O prazo de caducidade do direito [de] liquidação, actualmente previsto no art. 45.º da LGT, reporta-se a actos de liquidação de tributos, que são actos que declaram uma obrigação tributária (...).
É apenas em relação a estes actos de liquidação, em sentido estrito, que provocam uma modificação na situação tributária do contribuinte, definindo a existência de uma obrigação (que através desse acto se torna certa, líquida e exigível, inclusivamente por via coerciva no caso de não cumprimento voluntário), que se justifica, por evidentes razões de segurança jurídica, que se limite o período de tempo em que tais actos podem ser praticados.
Não é esse, porém, o caso dos actos que recusam o reembolso de IVA, pois deles não resulta para os contribuintes qualquer obrigação que não tivessem anteriormente.

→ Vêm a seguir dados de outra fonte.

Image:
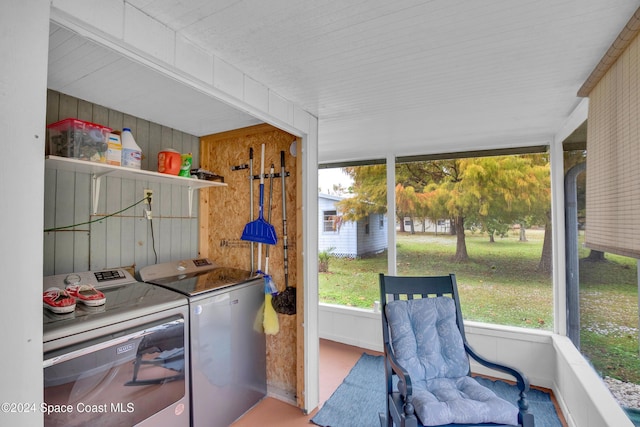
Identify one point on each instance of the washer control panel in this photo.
(98, 279)
(175, 268)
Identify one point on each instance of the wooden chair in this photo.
(409, 305)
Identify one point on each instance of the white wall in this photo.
(23, 87)
(376, 240)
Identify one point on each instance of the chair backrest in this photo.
(429, 360)
(410, 287)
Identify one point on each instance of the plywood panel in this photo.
(224, 212)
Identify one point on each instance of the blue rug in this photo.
(361, 397)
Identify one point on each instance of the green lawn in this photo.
(500, 284)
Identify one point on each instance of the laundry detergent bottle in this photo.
(131, 152)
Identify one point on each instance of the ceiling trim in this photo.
(626, 36)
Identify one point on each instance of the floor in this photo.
(336, 360)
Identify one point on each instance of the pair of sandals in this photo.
(61, 301)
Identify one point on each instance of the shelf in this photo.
(98, 170)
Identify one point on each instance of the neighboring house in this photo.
(349, 239)
(426, 225)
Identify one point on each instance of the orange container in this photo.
(169, 161)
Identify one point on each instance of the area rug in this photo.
(361, 397)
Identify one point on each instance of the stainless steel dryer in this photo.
(122, 363)
(228, 350)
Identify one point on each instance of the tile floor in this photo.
(336, 360)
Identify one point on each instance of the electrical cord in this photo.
(153, 237)
(99, 219)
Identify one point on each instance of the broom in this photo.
(270, 323)
(259, 230)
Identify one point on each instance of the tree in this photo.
(493, 192)
(406, 205)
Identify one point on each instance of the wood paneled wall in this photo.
(225, 211)
(125, 239)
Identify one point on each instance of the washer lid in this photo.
(206, 281)
(124, 302)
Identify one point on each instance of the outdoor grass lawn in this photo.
(500, 284)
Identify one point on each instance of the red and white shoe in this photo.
(87, 295)
(59, 301)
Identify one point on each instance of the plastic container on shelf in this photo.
(131, 152)
(79, 139)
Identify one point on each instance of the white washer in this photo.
(228, 346)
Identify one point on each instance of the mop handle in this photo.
(266, 266)
(251, 201)
(284, 221)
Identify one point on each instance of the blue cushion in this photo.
(428, 344)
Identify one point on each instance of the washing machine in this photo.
(228, 346)
(121, 363)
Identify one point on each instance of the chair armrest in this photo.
(525, 418)
(521, 379)
(404, 379)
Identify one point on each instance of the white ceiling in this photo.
(406, 76)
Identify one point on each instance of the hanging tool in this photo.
(269, 285)
(270, 323)
(285, 302)
(260, 231)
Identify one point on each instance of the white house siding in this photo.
(343, 240)
(375, 240)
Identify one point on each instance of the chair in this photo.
(427, 371)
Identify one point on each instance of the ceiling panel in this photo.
(409, 75)
(83, 69)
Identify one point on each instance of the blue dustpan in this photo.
(259, 230)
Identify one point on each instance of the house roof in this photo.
(384, 78)
(329, 197)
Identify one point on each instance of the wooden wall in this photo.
(225, 211)
(126, 239)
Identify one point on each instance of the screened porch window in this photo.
(329, 221)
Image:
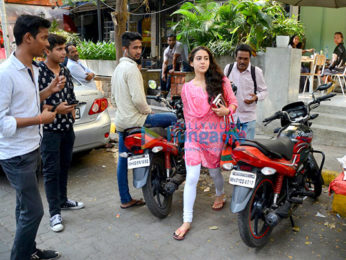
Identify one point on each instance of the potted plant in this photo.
(99, 57)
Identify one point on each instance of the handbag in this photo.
(231, 135)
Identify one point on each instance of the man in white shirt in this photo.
(250, 89)
(79, 71)
(20, 131)
(132, 108)
(174, 57)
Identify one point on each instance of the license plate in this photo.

Por outro lado, o facto de o n.º 8 do referido art. 22.º incluir a expressão reembolsos são efectuados «quando devidos», não tem o mero alcance de expressar que não devem ser efectuados reembolsos indevidos (o que seria absolutamente supérfluo, pois seria inimaginável interpretar o regime de reembolsos como permitindo o pagamento de reembolsos que não fossem devidos), mas sim o de acentuar que os reembolsos não devem ser efectuados sem uma comprovação, no momento do reembolso, da verificação dos seus pressupostos, o que é corroborado pelos n.ºs 10 e 11 do mesmo artigo, ao preverem que, para efeitos de reembolso, possam ser pedidos documentos e informações adicionais, sob pena de o reembolso de considerar indevido.
Aliás, nem seria compreensível outro regime, pois, reportando-se o pedido de reembolso à globalidade das relações tributárias relativas a um determinado período, o seu conteúdo definitivo está forçosamente por definir, pelo que não se pode justificar, pelas razões de segurança jurídica subjacentes ao regime da caducidade do direito de liquidação, que haja restrições ao apuramento e relevância dos factos que importam para as definir.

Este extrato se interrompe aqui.